New Pentagon boss Ashton Carter ‘unknown’ to Dutch media bureaus


The appointment of Ashton Carter as minister of defence of the US follows painful interruption in filling this role. Obama’s previous secretaries, Robert Gates and Leon Panetta, both compained that they were being sidelined by the White House. Readers of Jeremy Scahill’s books will know that Obama and his staff indeed wage war themselves, through the CIA and with secret operations of the Joint Special Operations Command. That goes over the head of the secretary of defence. 


Now, with new military adventures in the pipeline, Chuck Hagel has resigned, and it was widely expected that Michelle Flournoy, a former undersecretary of defence, would become the first female Pentagon boss. In 2007 Flournoy founded the Center for a New American Security, according to former presidential candidate and ex- senator Ron Paul a bulwark of the neoconservatives in the Democratic Party, financed by the military-industrial complex.

Flournoy however prefers to wait for a Hilary Clinton presidency in two years’ time—because then all brakes will be removed. Hilary after all is the war candidate, she wants to bomb Iran, she wants to bomb Russia, there is no limit. But the Dutch press, I know it already, will only be raving about the first female president, and then also the first female secretary of defence! It brings tears to your eyes.

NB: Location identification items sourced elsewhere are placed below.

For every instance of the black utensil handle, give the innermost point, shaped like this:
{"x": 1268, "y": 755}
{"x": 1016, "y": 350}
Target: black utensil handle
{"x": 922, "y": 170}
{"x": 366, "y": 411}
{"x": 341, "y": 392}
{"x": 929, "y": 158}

A taste of the knowledge of our media and its ability to capture the essence of the matter can be gained from Wednesday’s issue of NRC-Handelsblad, the Dutch newspaper of record. ‘Unknown Ashton Carter’, the paper heads its item. It then cites Obama that Carter is ‘not at all politically motivated’, which of course is good news under any circumstance. Luckily he was already undersecretary/ assistant secretary under Bill Clinton and again from 2011 to ’13, mostly to buy expensive weapon systems. He graduated on a Ph D in theoretical physics. Het Parool, the Amsterdam newspaper, goes deeper into the matter, of course we first hear that the physics graduate is ‘unknown’ and for his MA wrote a thesis on Flemish monks in the middle ages. He also worked as as 11-year old in a car wash in Philadelphia, on a fishing board, and helped out with an emergency service for people with intent to kill themselves. Again tears in my eyes.

That sums up what I read in the Dutch papers on the matter. An now: who is Ashton Carter?

Aston Carter is an insider the Pentagon universe who belongs to the select group of people who saw the 9/11 attacks coming. That is why he was able, years in advance, to give a detailed to-do list just in case. Jointly with CIA director John Deutch and Philip Zelikow, a confidant of Condoleezza Rice, Carter in 1998 wrote an article in Foreign Affairs, the journal in which US global strategy is being debated—a piece titled ‘Catastrophic Terrorism’. In it the authors argue that is there is a big attack on the US, like the bomb attack in the World Trade Center in 1993, but then a really big one, America’s security situation will radically altered. The US would respond with ‘scaling back civil liberties, allowing wider surveillance of citizens, detention of suspects, and use of deadly force’.

Not a bad prediction of the response to 9/11, you would think. Not that we had the chance to learn more about these premonitions afterwards, because Zelikow edited the official 9/11 Report, in which all suspicion that there had been advanced knowledge about the attacks in and around the Bush government, is summarily dismissed.

In August 2000 the three aforementioned authors (Deutch, Carter, Zelikow) again set themselves to writing a programme for the incoming president (Bush Jr. as it would turn out). In the collection of papers edited by Zelikow Ashton Carter wrote a piece in which he summed up the threats that the US would face from 2001. First, the rise of China, then the possible collapse of Russia and the proliferation of its nuclear arsenal, and third, ‘catastrophic terrorism of unprecedented scope and intensity… on U.S. territory.’

Within a year this did indeed happen, but our Dutch newpapers write about Carter’s expertise in physics and his work in the car wash, where he got into trouble because he apparently spoke up too often. That tells you enough about our media. My problem is that I don’t feel comfortable to have somebody heading the Pentagon with Ashton Carter’s background at a time when one spark may cause a major world conflict.